With her still functional arm she lashed out, five lights on her fingertips. If he had been whole perhaps he may have had the strength to dodge. Yet, he was withered. The first blast of light took him in the side, spinning him. The next three stitched a course of ruin up his back, sending him tripping and stumbling. The final shot slammed into the back of his head and smashed him to the floor.

They both groaned, stunned and crippled with injuries. But Edric was the first to lift his head. Straining with his bloodied fingers he scrambled hand over hand, wild eyed, and then stumbled to his feet with coat all askew. "No… no! I will not see my Grudges unfulfilled!" He raced towards the edge of the gyre, only a few steps away now, and it parted around him. He sprinted as fast as he could the door.

And then he smashed into a wall, the false door exploding into steam and flecks of color, while the real door wavered back into visibility like a mirage just a few handspans away. Bricks collapsed on top of the traitor, the hole widened by the impact, and the stunned Expert was left sprawled partly through the opening across from the golden girl. The theater man crawled on hands and knees, so exhausted of vital force that his skin hung loose and gray like a corpse.

Both hands on the pommel of his sword, Merrcio slammed it into a wound on the traitor's back. Edric jerked, gurgling and growling weakly. And then Merrcio collapsed beside his former friend. The traitor gasped, once, twice. Spasming like a man possessed. With his final dregs of life he ripped the Pearl out of his bracer. "Flame-Child, I who bear your heart commands you. Feed your Master!" And then he swallowed the Treasure.

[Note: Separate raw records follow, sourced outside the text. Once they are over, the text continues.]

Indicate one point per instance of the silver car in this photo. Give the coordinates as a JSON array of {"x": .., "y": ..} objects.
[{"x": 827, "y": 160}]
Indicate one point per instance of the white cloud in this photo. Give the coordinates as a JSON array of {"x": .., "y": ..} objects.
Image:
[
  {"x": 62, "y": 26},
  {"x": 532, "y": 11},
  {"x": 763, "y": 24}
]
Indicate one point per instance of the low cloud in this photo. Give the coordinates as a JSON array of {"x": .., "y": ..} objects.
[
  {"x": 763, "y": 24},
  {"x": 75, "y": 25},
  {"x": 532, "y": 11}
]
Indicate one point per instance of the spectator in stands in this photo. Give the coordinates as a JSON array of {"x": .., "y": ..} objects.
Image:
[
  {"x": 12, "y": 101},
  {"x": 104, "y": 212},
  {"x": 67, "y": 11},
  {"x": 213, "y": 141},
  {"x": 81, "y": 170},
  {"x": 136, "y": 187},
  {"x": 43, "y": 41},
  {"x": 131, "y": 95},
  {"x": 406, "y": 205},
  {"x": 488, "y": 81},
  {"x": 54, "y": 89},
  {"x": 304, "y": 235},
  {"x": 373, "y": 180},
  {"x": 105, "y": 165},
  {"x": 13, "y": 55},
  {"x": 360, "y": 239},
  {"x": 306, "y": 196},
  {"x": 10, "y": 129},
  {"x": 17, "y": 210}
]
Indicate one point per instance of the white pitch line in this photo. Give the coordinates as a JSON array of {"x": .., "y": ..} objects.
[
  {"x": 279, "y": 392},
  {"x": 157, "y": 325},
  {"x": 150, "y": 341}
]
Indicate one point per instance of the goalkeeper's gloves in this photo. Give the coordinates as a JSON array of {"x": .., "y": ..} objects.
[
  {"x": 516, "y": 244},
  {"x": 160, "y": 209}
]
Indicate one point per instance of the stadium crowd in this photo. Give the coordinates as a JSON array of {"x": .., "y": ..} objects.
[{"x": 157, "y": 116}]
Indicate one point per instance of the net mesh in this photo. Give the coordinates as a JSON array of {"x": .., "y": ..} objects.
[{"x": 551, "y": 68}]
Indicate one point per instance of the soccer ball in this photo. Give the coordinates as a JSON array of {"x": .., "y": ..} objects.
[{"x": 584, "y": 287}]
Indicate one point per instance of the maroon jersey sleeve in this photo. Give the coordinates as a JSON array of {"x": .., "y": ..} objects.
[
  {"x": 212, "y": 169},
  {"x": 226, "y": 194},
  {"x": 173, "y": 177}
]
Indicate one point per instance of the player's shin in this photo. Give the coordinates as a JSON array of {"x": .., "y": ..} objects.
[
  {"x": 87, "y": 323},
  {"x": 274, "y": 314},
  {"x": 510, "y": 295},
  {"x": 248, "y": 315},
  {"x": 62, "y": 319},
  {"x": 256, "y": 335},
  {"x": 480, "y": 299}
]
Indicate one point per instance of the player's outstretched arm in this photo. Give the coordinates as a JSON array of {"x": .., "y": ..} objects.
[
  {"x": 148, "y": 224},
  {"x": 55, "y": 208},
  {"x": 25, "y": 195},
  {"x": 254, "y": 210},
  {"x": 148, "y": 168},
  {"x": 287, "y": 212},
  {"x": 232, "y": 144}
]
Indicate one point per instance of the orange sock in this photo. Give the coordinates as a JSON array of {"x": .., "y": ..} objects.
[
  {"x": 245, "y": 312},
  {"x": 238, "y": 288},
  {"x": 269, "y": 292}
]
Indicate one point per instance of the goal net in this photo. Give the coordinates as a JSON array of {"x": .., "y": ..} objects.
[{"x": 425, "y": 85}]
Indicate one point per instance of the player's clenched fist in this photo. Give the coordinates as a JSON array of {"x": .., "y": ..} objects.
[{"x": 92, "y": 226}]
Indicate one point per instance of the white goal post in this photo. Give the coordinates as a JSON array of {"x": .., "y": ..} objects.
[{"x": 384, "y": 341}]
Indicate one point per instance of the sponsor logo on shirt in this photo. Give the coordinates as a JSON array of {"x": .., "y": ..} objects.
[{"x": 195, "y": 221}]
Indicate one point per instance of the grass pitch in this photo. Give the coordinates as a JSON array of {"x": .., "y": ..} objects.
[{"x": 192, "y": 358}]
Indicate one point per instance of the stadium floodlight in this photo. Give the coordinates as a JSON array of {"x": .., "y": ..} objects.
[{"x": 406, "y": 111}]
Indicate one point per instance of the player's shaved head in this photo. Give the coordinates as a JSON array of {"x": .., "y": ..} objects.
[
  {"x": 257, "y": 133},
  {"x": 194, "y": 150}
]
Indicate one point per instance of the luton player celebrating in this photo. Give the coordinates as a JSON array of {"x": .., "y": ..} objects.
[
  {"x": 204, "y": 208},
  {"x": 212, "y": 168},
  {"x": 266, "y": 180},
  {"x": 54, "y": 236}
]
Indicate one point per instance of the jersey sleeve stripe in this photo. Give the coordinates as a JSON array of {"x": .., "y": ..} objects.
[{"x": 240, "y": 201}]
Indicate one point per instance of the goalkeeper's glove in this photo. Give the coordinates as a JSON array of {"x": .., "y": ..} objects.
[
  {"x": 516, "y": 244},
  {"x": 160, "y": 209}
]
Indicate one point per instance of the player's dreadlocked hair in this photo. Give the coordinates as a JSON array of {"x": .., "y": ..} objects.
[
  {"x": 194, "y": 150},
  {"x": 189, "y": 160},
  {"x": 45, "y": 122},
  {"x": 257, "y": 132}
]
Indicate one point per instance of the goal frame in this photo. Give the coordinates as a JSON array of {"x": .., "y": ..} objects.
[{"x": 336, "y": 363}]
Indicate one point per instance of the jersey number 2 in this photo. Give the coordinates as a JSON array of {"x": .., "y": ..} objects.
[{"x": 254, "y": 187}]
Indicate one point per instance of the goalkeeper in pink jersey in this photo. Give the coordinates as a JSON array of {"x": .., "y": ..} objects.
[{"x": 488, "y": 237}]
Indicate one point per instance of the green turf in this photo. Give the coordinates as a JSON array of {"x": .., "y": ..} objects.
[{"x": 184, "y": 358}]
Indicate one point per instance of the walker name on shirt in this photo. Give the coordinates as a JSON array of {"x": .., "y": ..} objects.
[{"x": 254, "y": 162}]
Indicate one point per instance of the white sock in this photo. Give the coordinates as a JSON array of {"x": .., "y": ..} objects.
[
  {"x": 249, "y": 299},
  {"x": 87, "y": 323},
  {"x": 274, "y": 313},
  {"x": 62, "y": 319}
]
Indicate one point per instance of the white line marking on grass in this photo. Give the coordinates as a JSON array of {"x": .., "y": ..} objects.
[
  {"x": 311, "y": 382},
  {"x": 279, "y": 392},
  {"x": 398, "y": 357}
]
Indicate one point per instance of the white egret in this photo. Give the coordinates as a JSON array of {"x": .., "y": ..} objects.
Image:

As Adrianna watched in horror, she remembered a phrase she rather liked: The Earth always reached for the Heavens. And as Edric reached, trying to draw from the Pearl, he overstepped. Water turned cutting and suddenly his flesh split along his belly, boiling blood and dark Water Vitae exploding out of him in a pillar and throwing him into the ceiling with a bone cracking thud.

Something more broke then, a critical support finally giving way. Cracks spread across the ceiling and stones the size of their torsos began to fall, a huge collapse erupting in the middle of the city. The fighters saw daylight and flame through the falling rock, and then darkness.


God this omake and every major character in it got away from me. But I have just all around had fun! I didn't expect the two arguments Merrcio and Cerina had but I am also very very pleased that they happened. Now to cap off their character arc in the next omake.

I also didn't expect Adrianna to usurp the end from me, but it just makes sense for Cerina's Dao if she fades into the background during this fight. Its more important for these three people to fight it out, after she guides them together.

And, Cerina's got her own fight coming.